Parfois, la tension ne vient pas des mots mais du regard. « Je n’ai jamais été menacé » confie Grégory Martin-Dit-Neuville, juge d’instruction à Meaux (Seine-et-Marne). « Mais il m’est arrivé que des mineurs, les bras croisés, confortablement assis sur leur chaise, ne me quittaient pas des yeux, il ajoute. Avec défi et en attendant que je baisse les yeux. Il est important de montrer que cela ne vous impressionne pas. » A Marseille, dans les affaires de trafic de drogue, les juges d’instruction constatent aussi qu’il y a beaucoup de tensions lors de nombreux interrogatoires. « Un magistrat s’est fait cracher dessus par un individu qui savait très bien ce qu’il faisait en agissant ainsi », illustre Olivier Leurent. « Nous sentons une inquiétude croissante chez de nombreux collègues. Récemment, un juge d’instruction de Lyon a reçu par courrier des douilles de balles. En Guyane, un membre du parquet a dû être déplacé car il avait reçu des menaces de la part de trafiquants de drogue brésiliens. témoigne Sébastien Colombet.
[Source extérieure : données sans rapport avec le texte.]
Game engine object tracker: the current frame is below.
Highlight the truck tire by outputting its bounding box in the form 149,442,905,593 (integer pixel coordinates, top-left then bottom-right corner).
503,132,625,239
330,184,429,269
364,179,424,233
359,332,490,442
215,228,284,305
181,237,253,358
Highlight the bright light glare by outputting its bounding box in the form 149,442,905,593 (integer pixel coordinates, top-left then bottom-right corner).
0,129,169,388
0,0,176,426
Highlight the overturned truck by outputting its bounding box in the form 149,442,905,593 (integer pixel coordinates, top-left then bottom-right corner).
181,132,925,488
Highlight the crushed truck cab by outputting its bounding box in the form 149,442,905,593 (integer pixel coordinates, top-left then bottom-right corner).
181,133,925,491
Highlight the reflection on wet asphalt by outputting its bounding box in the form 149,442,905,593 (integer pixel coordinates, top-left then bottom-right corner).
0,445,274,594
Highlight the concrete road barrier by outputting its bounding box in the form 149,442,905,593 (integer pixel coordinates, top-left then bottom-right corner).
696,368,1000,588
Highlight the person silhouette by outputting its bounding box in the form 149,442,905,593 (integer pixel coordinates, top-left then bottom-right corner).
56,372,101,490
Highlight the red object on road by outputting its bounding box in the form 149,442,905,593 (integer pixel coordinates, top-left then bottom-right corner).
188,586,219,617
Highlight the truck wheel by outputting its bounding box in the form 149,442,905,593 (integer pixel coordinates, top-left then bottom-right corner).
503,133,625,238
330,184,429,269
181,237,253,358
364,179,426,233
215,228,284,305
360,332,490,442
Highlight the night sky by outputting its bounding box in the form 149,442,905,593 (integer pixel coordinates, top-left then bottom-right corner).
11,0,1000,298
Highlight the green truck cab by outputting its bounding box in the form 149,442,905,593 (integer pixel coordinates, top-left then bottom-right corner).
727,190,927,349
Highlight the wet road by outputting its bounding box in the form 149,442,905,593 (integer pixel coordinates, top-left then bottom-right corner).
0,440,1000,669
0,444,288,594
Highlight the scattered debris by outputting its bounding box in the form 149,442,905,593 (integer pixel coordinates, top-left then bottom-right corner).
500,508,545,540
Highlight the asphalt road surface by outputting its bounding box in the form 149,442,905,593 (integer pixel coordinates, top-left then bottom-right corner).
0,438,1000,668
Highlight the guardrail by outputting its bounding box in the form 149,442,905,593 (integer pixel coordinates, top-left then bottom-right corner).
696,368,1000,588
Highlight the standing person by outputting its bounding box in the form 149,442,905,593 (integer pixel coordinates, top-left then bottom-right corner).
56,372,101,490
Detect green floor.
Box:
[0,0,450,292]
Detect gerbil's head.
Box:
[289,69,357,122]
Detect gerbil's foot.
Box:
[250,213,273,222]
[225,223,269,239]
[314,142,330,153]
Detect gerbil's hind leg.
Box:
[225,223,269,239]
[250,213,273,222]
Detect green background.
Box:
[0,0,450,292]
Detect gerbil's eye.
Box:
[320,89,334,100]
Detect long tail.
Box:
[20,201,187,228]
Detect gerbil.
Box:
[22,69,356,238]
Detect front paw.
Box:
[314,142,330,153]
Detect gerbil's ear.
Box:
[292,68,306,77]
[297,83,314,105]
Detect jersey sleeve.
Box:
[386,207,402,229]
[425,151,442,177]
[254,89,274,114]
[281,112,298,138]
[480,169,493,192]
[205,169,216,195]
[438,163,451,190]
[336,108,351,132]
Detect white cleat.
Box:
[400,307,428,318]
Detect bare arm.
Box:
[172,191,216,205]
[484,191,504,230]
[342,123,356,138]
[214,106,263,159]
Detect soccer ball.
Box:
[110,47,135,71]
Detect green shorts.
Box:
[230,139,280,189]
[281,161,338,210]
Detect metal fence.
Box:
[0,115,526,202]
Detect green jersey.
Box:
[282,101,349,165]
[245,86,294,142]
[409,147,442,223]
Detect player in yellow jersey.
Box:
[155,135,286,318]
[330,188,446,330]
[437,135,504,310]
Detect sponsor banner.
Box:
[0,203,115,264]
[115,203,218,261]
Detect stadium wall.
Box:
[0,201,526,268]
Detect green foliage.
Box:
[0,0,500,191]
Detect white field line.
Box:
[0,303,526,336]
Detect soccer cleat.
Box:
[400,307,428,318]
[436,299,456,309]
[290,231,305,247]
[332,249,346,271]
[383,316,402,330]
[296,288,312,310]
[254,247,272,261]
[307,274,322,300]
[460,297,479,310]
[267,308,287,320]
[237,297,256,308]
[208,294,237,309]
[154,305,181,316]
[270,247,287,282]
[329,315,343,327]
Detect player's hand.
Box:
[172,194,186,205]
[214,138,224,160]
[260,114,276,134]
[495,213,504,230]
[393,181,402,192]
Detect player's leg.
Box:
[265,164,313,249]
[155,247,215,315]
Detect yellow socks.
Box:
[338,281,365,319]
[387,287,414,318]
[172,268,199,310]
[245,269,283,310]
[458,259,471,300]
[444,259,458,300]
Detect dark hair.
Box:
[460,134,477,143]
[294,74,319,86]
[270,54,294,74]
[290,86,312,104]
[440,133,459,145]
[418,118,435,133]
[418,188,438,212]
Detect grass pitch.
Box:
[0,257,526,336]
En mars, Olivier Leurent avait tiré la sonnette d’alarme devant la commission d’enquête sénatoriale sur le trafic de drogue. « Compte tenu de l’importance des réseaux criminels, les risques d’atteinte à l’intégrité physique des acteurs judiciaires luttant contre le banditisme de drogue ne doivent plus être considérés comme virtuels. » dit-il alors. Selon lui, c’est l’évolution des modes opératoires du crime organisé qui amène les juges d’instruction à s’interroger sur leur sécurité. « Aujourd’hui, via les réseaux sociaux, nous recrutons des mineurs qui, pour 10 000 euros, sont prêts à tuer dans la rue des membres du clan adverse. Et nos collègues sont inévitablement interpellés par la facilité avec laquelle ces « contrats » sont exécutés. La vie humaine ne semble plus avoir le moindre prix. » indique à La Croix Olivier Leurent qui, comme beaucoup d’autres, reconnaît avoir été marqué par les violences effrénées et effrénées qui ont coûté la vie à des surveillants pénitentiaires le 14 mai au péage d’Incarville (Eure).